Вдруг миссис Пейтон вскрикнула:

– У Брауна тоже письмо!.. Посмотрите, Эльси! В самом деле, и у другой борзой к ошейнику оказалась привязанной сложенная бумажка. Ее отвязали, развернули и прочитали:

"Мисс Нетти Дашвуд в форте Лукут".

– Пожалуйста, прочитайте; я не в состоянии разобрать ни одной буквы.
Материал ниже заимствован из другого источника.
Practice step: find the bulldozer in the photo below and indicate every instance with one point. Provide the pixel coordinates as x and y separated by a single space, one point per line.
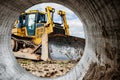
31 32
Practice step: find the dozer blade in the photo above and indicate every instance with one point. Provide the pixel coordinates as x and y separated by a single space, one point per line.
26 54
63 47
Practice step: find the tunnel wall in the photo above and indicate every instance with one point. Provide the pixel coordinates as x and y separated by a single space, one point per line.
101 59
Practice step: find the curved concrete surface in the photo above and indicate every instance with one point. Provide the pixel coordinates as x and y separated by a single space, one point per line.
101 59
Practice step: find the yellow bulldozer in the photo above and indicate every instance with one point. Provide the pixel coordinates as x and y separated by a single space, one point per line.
31 31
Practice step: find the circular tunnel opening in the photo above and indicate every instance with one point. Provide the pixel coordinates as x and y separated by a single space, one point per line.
65 50
101 56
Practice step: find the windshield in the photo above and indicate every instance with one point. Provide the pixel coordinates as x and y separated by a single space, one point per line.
31 21
42 18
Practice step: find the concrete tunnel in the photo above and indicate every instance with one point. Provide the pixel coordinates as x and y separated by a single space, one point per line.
101 58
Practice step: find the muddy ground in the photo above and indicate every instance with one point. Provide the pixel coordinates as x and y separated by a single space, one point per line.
49 69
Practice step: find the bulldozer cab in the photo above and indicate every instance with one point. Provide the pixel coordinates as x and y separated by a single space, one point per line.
32 20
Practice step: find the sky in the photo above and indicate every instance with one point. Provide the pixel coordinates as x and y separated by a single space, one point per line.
75 25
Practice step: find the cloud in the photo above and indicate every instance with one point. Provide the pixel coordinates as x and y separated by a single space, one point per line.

Это была записка в десять строк:

"Юноша вел себя героем. Рана легкая и неопасная. Я считал себя, может быть напрасно, обязанным хранить вашу тайну и должен признаться, что бедный малый и не подозревает своего счастья. Он продолжает думать, что ваша кузина Жюльета и теперь, как и прежде, для него все. Если бы я мог говорить, его сердце узнало бы настоящий путь к счастью. Но я обещал вам молчать, и если он еще не догадывается, то вина в том, право, ваша, а не его. Тем не менее я в смущении, как это сердце его само собою не обратится к вам. Право, нельзя ли ему помочь в этом?

Джим Сент-Ор".

Дамы принялись болтать о полученных новостях и перечитывать письмо коменданта; отдавшись всецело радости по поводу того, что их мужья живы и здоровы и скоро возвратятся в форт, они не вдруг заметили быструю перемену, происшедшую в Нетти Дашвуд.